The Left-wing protest singer Billy Bragg has been complaining on Radio 4 about these “smug” acts “clogging up the charts”. When it was pointed out to him that because the charts are market-driven, former public-school pupils have as much a right to be there as state-sector pupils, he said “six per cent have a right”, because that is the percentage of the population that is privately educated. So much for democracy, eh.
When James Corden was interviewing Alt-J, a band nominated for best album at the Brits, there was one member who declined to speak. Hello, I thought. Bet he’s public school. Sure enough, a little Googling revealed he was. As Chris Martin of Coldplay (Sherborne) advised James Blunt (Harrow) when they met in the corridors of EMI in 2002: “If you want to survive in this industry, make sure, for the first year at least, that no one hears you speak.”
The alternative is to adopt a mockney accent, as Lily Allen does. But even she was soon outed. In the days before Google it was easier for public-school pop stars to cover up their tracks: Joe Strummer, the diplomat’s son who was the frontman of the Clash, and Jim Morrison, the admiral’s son who was frontman for the Doors, got away with it for years. Morrison was even able to claim (falsely) that his parents were dead, thus closing down any further inquiries about them in interviews.
But now the poor things can be exposed within minutes and, in our brave new public-school-excellence-hating country, their credibility plunges. What can be done to help them?
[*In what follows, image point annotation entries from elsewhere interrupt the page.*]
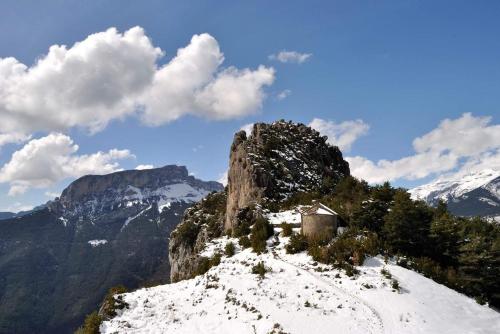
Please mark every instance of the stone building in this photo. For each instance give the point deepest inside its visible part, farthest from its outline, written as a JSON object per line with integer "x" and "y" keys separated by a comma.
{"x": 319, "y": 221}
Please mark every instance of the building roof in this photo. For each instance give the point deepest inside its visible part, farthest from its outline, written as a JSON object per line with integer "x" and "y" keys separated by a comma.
{"x": 319, "y": 209}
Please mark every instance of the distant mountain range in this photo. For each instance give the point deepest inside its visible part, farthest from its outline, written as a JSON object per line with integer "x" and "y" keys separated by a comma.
{"x": 58, "y": 261}
{"x": 474, "y": 194}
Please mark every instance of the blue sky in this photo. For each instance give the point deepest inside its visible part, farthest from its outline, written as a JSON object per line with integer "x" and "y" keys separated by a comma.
{"x": 401, "y": 67}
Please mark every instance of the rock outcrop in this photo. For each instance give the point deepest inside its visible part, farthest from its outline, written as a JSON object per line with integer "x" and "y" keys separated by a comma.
{"x": 276, "y": 161}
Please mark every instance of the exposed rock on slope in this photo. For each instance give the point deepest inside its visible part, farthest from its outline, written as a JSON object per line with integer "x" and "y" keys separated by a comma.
{"x": 274, "y": 162}
{"x": 57, "y": 263}
{"x": 277, "y": 160}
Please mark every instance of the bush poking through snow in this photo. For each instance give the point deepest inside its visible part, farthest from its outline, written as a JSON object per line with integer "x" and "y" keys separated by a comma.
{"x": 260, "y": 269}
{"x": 91, "y": 324}
{"x": 261, "y": 231}
{"x": 229, "y": 249}
{"x": 286, "y": 229}
{"x": 206, "y": 263}
{"x": 112, "y": 302}
{"x": 244, "y": 242}
{"x": 395, "y": 285}
{"x": 298, "y": 243}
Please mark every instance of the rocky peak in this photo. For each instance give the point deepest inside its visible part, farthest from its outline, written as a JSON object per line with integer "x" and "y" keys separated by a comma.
{"x": 277, "y": 160}
{"x": 93, "y": 194}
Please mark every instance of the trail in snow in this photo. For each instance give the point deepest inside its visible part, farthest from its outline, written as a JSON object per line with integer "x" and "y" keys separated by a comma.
{"x": 300, "y": 296}
{"x": 319, "y": 278}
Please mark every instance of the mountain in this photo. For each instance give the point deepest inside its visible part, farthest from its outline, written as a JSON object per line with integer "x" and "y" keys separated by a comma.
{"x": 278, "y": 160}
{"x": 231, "y": 270}
{"x": 474, "y": 194}
{"x": 299, "y": 295}
{"x": 269, "y": 166}
{"x": 57, "y": 262}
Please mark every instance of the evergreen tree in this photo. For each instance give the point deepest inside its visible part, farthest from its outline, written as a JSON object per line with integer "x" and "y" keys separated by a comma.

Perhaps like those public-school products who dominate the acting world (Damian Lewis, Dominic West, Eddie Redmayne and Benedict Cumberbatch) as well as the comedy world (Jack Whitehall, Miles Jupp, Armando Iannucci, Marcus Brigstocke, David Mitchell and so on) they can just soldier on and ignore the jeers. But I wonder if, as a quid pro quo for all the public schools that are setting up academies and offering bursaries to help state-school pupils, certain comprehensives could be persuaded to offer summer courses to aspiring public-school pop stars, to teach them to talk improper. An exchange programme, perhaps.
Meanwhile it might help if, through positive discrimination and means testing, some state-school pupils could be given places in these Brit Award winning bands. They wouldn’t necessarily need to have reached grade eight cello, just be able to show potential and hold a guitar in a convincing way. Auto-tune and studio overdubbing could iron out the rest.
When I heard that the National Archives has put historical criminal records online, so that you can find out if you have a black sheep in your family’s past, I typed my surname into the website in some excitement, expecting to find out more about one of my ancestors, a William Farndale, who was a gin smuggler during the Napoleonic wars. By happy coincidence, you see, my father had just told me about him, having come across a reference to him in a local history he was reading. I knew we weren’t all boring stiffs, I thought. Just knew it. Alas, this villainous Farndale doesn’t show in the records, because although he was implicated as a gin runner he was never prosecuted. How quickly family pride turns to disappointment.
As our train pulled into Clapham Junction, the guard drily announced over the public address system: “Please remember to take all your luggage, and any small children.” Must be half term.